What few seem to realize is that the center is vast and malleable. Once you get out of Washington and trim away the birthers, militias, Trostskyites and eco-terrorists you're left with the vast majority of the American people. What compels them to choose sides anywhere near the political center is the success of the candidate to tell the most reasonable, powerful and passionate story.

Unfortunately our fiercely intelligent, charismatic and perfectly reasonable president has stowed away his passion, muzzled his own power and refused to bind disparate policy into a compelling narrative ever since the inauguration.

Of course the White House finally did get back its mojo and stayed with one strong message during the last two months of the midterm campaign and I would guess that without that eleventh-hour push things could have ended up even worse. That is why I simply cannot get my head around highly paid Democratic consultants like Mark Penn urging the president to reward the GOP's successful power move by ceding to them even more of his own. Most depressingly, it seems like the White House is already leaning that way.

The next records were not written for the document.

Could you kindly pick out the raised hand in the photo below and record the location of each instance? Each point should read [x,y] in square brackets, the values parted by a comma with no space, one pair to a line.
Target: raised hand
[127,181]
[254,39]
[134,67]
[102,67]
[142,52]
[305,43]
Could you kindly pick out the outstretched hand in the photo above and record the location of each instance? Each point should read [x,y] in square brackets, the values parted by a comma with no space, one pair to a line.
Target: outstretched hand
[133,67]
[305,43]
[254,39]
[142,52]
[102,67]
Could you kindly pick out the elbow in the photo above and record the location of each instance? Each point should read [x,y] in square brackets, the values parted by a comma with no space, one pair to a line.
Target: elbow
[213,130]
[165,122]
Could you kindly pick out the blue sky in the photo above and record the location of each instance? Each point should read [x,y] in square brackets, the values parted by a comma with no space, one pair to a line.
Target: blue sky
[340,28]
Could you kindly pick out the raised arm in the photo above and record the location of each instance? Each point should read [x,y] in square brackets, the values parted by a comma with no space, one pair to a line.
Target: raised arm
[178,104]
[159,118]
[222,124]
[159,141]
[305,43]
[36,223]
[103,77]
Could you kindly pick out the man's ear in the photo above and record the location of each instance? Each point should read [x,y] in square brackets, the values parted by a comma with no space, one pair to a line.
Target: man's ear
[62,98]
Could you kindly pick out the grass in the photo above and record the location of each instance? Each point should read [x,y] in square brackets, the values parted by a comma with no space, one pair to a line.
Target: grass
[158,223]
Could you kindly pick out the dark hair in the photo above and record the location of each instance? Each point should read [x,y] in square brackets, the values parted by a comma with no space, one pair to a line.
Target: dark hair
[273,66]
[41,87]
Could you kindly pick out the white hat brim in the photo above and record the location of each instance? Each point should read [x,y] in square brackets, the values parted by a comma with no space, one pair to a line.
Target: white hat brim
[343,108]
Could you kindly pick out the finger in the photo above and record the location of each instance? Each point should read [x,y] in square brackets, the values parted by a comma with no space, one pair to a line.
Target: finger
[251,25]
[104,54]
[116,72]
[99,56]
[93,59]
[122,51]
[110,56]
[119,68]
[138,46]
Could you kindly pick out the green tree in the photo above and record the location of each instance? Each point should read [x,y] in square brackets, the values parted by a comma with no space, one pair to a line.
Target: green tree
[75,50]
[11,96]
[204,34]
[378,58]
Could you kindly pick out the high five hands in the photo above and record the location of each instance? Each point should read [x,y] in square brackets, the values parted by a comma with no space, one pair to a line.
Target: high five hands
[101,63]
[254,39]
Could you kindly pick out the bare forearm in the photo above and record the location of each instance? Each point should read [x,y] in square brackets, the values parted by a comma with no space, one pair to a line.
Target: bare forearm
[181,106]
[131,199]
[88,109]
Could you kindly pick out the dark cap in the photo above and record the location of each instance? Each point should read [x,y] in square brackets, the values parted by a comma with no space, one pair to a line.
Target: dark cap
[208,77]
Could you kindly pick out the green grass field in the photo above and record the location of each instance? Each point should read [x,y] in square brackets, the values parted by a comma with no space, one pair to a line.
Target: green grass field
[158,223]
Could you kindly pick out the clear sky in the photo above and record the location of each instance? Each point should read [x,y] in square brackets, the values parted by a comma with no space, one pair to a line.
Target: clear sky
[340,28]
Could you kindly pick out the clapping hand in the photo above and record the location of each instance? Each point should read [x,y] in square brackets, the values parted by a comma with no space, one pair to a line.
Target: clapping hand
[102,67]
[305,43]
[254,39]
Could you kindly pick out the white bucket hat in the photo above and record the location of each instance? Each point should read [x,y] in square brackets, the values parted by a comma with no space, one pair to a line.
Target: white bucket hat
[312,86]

I'm not saying never reach across the aisle. It is not only a moral goal but one the public hungers for. But compromising from leader to legislature is a lot different from compromising among equals. What the White House still seems to have forgotten, even after the recent "shellacking," is that we elected a commander-in-chief, not mediator-in-chief. A mediator rarely offers his own opinions but steers both sides toward civility. That was exactly the role the president chose for himself during the public's best chance to get to know him -- the health care war; a war which isn't over yet and which the White House will continue to lose politically if they keep responding defensively to the onslaught of powerful GOP attacks.

Exhibits A and B, both the day after the election:

John Boehner: "I believe that the health care bill that was enacted by the current Congress will kill jobs in America, ruin the best health care system in the world, and bankrupt the country."

Barack Obama: "There are going to be examples where, I think, we can tweak and make improvements on the progress that we made."

The president and I are both writers. He should know better. Does he really think he can battle active verbs like, "kill," "ruin," and "bankrupt," with, what, "tweak"?